The St Salvator’s Mace was commissioned by Bishop Kennedy for his college (St Salvator’s). It was made in Paris by the goldsmith Johne Maiel in 1461 and is of gilded silver. The design of the mace is very complex with a hexagonal head which has windows and a pinnacle roof. The head takes the form of an open shrine, containing a figure of St Salvator, the Holy Saviour, on a globe representing the world. Three angels face the central figure. Below these are three dungeon entrances, each containing a chained wild man with shields representing St Andrews, Bishop Kennedy and St Salvator’s College. The wild men are thought to represent disorder and chaos.

The figures of a king, a bishop and possibly a merchant probably represent the three estates of medieval Scotland. The rod has three knops, consisting of pulpits and balconies. The central knop probably once contained figures, now lost. The lower knop features three preachers with scrolls and figures looking up towards the Saviour in adoration. Six lions flank the mace-head; four more lions appear at the base of the rod.

A pendant once attached to the mace by a chain bears Kennedy’s motto in French: ‘avisses a la fin’ [consider the end]; and in Latin: ‘James Kennedy, the illustrious Bishop of St Andrews and founder of the College of St Salvator, to which he donated me, had me made at Paris in the year of our Lord 1461’.
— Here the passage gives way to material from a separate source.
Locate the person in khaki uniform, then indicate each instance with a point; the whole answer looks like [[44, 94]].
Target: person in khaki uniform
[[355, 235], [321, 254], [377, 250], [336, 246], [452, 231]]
Around the base of the mace is the inscription: ‘Johne Maiel gouldsmithe and verlete off chamber til ye Lord ye Dalfyne hes made this masse in ye toune of Paris ye zer of our lorde MCCCCLXI’ [1461].

The St Salvator’s Mace can be viewed in Gallery 1 in MUSA along with the other two medieval maces – the Arts Mace (1416) and Canon Law Mace (mid 15th century). The maces are ‘on duty’ on average twice a year for graduation ceremonies.